Jack gave her a sharp look, but it was nothing on Mary’s.

“Chloe Brink, I have known you since we were in kindergarten. And not once, in all that time, all those different phases of our lives, have I ever thought you were anything like your father or your brother.”

Before Chloe could respond to that, Palmer spoke. Because Chloe knew that for all Jack and Mary were on her side, it wasn’t unanimous. Palmer had made it quite clear he had his doubts about her.

“It doesn’t matter if she’s like them if she’s more worried about protecting them than getting to the truth,” Palmer said. He didn’t budge when both Jack and Mary glared at him. He sat where he was, looking right at Chloe. “I don’t have anything against you as a person, Chloe, but your involvement is complicated.”

“I agree. That’s why I’m saying I don’t have to be here.”

Mary and Jack immediately began to argue with her. Anna looked to be on the fence, while Cash and Grant said nothing. The significant others didn’t add anything at first, but eventually, when the arguing was clearly going nowhere, Louisa cut through all the chatter.

Chloe looked over at her. She was gripping Palmer’s hand. Clearly they’d had a few discussions about this.

“The real question is this,” Louisa said once everyone looked over at her. “If you found something implicating your brother, would you turn him in?”

Chloe turned her gaze from Louisa to Palmer. He looked so much like Jack, was nothing like his older brother. Except in this. That stoic, stern expression.

She could lie. She could be a good liar when she wanted to be. Hell, she lied to herself on a daily basis. But she shrugged. “I really don’t know. It would depend on the situation.”

Palmer leaned back in his seat, flung his arm over Louisa’s shoulders. “Then my vote is that you stay.”

Chloe had already started standing up to leave before the words penetrated. “Wait, what?”

“You were honest.
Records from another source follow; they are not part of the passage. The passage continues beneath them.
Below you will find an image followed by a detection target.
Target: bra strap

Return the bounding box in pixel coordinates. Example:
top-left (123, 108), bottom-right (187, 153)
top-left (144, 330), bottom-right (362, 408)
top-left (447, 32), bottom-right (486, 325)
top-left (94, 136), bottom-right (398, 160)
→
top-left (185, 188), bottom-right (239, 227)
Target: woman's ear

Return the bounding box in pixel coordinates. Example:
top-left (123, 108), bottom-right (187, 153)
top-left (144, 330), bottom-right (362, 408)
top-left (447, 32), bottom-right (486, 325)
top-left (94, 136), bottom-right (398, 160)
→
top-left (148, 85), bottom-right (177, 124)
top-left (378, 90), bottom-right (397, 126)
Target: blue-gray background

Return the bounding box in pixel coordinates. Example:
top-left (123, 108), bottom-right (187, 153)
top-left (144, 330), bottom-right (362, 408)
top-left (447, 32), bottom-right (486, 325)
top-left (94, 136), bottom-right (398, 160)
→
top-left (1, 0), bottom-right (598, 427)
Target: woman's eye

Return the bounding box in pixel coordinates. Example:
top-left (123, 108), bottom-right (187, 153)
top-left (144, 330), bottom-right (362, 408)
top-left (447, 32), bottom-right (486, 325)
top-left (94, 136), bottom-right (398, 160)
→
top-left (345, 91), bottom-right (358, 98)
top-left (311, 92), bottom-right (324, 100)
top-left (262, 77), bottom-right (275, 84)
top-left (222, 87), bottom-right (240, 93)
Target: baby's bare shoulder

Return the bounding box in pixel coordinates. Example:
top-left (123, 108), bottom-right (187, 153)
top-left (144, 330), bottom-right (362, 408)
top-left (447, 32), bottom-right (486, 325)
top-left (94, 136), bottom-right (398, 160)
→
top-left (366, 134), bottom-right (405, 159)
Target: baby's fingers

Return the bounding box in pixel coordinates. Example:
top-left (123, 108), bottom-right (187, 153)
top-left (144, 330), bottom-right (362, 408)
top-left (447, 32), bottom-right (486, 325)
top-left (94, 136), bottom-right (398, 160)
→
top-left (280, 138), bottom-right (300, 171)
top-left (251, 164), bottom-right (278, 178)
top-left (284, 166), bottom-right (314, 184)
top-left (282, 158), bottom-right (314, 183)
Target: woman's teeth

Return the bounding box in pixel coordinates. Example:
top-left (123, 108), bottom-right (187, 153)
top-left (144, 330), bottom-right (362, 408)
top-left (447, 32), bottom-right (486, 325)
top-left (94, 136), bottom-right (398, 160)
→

That’s all that really matters. We can’t have secrets in an investigation, but siblings... I wouldn’t believe you if you’d said yes. But an I don’t know ? That, I get. God knows I thought I’d have to cover up for Anna committing a crime at some point in our lives.”

“You mean, you haven’t?” Hawk murmured.

Anna put her hands over Caroline’s ears. “Not in front of the baby ,” she said with mock seriousness. “She’s going to grow up thinking her mother is a saint.”

This elicited a laugh from just about everyone in the room. A laugh. While they were sitting around talking about their parents’ disappearance and potential murder. Her family’s involvement in such a tragedy.

But, Chloe realized, here in a room where all the Hudsons were gathered—but not just Hudsons. Significant others and offspring too. Seventeen years of unknowns while life marched on had meant probably figuring out...you couldn’t live your life constantly mired in that old tragedy.

So maybe she should stop living mired in the reputation other people had given her last name.